Desai mentioned the company Square, now Block, and their layoffs, as well as a tweet by their CEO, Jack Dorsey, for the reason for the layoff.
“We're reducing our organization by nearly half, from over 10,000 people to just under 6,000. That means over 4,000 of you,” Dorsey said in his tweet on Feb. 26.
“[Artificial] intelligence tools we’re creating and using, paired with smaller teams, enabling a new way of working [changing] what it means to build and run a company… we're going to build this company with [artificial] intelligence at the core of everything we do,” Dorsey added.
Dorsey claimed he had two options, one to layoff employees in waves or “be honest about where [they] are and act on it now.”
These are just a few companies that have shared the reason for their start or continuation of job cuts this year. However, there has been a slow growth to the cuts seen since 2022.
“Employment for 22 to 25-year-olds fell 6% between late 2022 and July 2025,” ADP Research reported in August 2025.
Vargas had explained her distaste for AI integration in all spaces. “There should be limitations, we shouldn't use AI for simple tasks,” Vargas said. “It’s bad for the environment, it's just not good for us humans to rely on it.”

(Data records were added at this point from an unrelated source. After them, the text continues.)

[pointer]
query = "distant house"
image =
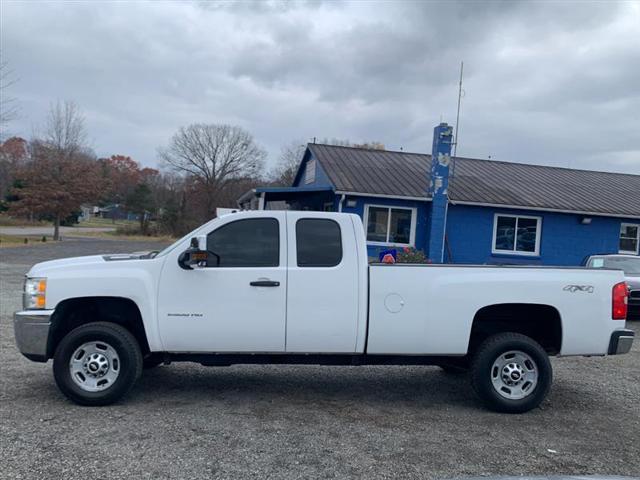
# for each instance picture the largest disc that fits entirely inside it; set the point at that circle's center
(495, 213)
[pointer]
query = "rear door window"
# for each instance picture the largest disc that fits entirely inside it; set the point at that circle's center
(318, 243)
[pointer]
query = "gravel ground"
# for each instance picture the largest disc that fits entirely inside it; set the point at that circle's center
(189, 421)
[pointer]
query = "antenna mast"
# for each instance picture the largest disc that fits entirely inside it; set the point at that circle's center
(455, 138)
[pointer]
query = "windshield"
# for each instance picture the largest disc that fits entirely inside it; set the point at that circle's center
(630, 265)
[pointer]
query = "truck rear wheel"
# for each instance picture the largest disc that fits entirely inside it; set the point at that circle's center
(511, 373)
(97, 363)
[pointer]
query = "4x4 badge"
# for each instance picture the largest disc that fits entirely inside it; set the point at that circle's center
(579, 288)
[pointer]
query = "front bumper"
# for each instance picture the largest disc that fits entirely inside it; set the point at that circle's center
(621, 341)
(31, 328)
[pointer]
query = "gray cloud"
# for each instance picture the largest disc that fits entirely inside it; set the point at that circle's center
(550, 83)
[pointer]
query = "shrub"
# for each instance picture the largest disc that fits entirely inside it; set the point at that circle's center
(411, 255)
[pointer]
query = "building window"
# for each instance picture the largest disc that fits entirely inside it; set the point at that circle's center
(516, 235)
(318, 242)
(630, 238)
(390, 226)
(310, 172)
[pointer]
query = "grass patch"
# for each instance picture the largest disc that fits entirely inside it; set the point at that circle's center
(19, 240)
(105, 222)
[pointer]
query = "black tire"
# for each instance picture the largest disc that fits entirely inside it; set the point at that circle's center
(481, 372)
(129, 364)
(152, 361)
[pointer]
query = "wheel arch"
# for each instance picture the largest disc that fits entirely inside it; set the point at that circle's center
(74, 312)
(541, 322)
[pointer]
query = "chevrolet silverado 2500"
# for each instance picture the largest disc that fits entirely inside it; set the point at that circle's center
(296, 287)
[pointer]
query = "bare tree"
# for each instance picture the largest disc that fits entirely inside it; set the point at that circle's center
(65, 131)
(284, 172)
(8, 107)
(213, 155)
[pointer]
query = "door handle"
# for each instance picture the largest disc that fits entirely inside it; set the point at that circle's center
(264, 283)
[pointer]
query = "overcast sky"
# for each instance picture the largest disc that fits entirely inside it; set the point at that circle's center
(548, 83)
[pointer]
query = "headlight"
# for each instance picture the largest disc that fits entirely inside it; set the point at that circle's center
(35, 290)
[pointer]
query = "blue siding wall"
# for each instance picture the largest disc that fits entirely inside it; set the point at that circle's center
(422, 211)
(564, 240)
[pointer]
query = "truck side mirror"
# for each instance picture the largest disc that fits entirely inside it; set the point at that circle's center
(195, 255)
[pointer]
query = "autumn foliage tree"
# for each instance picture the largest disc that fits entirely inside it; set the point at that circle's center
(60, 174)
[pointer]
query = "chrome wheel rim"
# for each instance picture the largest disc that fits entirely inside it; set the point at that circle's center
(514, 375)
(94, 366)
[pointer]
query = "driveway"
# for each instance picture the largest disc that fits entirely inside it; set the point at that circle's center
(193, 422)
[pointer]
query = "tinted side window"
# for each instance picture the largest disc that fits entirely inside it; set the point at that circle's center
(253, 242)
(318, 243)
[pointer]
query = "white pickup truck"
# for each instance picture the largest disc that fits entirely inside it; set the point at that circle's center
(296, 287)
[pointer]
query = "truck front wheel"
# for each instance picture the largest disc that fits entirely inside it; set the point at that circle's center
(511, 373)
(97, 363)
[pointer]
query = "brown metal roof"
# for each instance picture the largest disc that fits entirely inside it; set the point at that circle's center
(402, 174)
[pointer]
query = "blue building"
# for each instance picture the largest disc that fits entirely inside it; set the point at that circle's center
(465, 210)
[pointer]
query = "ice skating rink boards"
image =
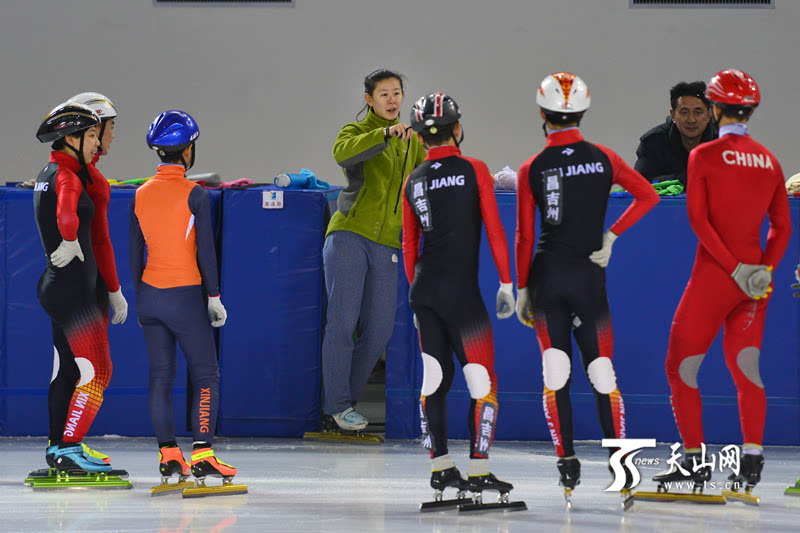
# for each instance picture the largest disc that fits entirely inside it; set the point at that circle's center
(271, 279)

Adding in she is slightly worried for the job market but, “I think there will be usage for humans,” said Vargas. “AI still makes so many errors and small mistakes, it can cost more money with those errors than human error.”
The mistakes have already started to creep up. From the March 11 report, The Guardian highlighted how Diane, an Amazon employee who joined in 2024 to write code for the company, is now “mostly fixing what artificial intelligence breaks.”
There is no telling what the future will hold with AI taking over while it also needing human help to adapt and be fixed. Cruz and Desai both think some jobs will be lost but there will be an adaptation from the public and a shift in the economy.
Desai said 70% of his job will be lost in the future, but mainly for certain manual tasks like spreadsheets, emails, working with system records and obtaining contact information. “They won't be necessary,” for him to do, Desai added.
However, Desai concluded that AI can’t replace people. “Weirdly, it might just bring us away from our phones,” Desai said. “Sending a message to [a chat bot], it does all the work for me, now I don’t have a reason to look at my phone anymore.”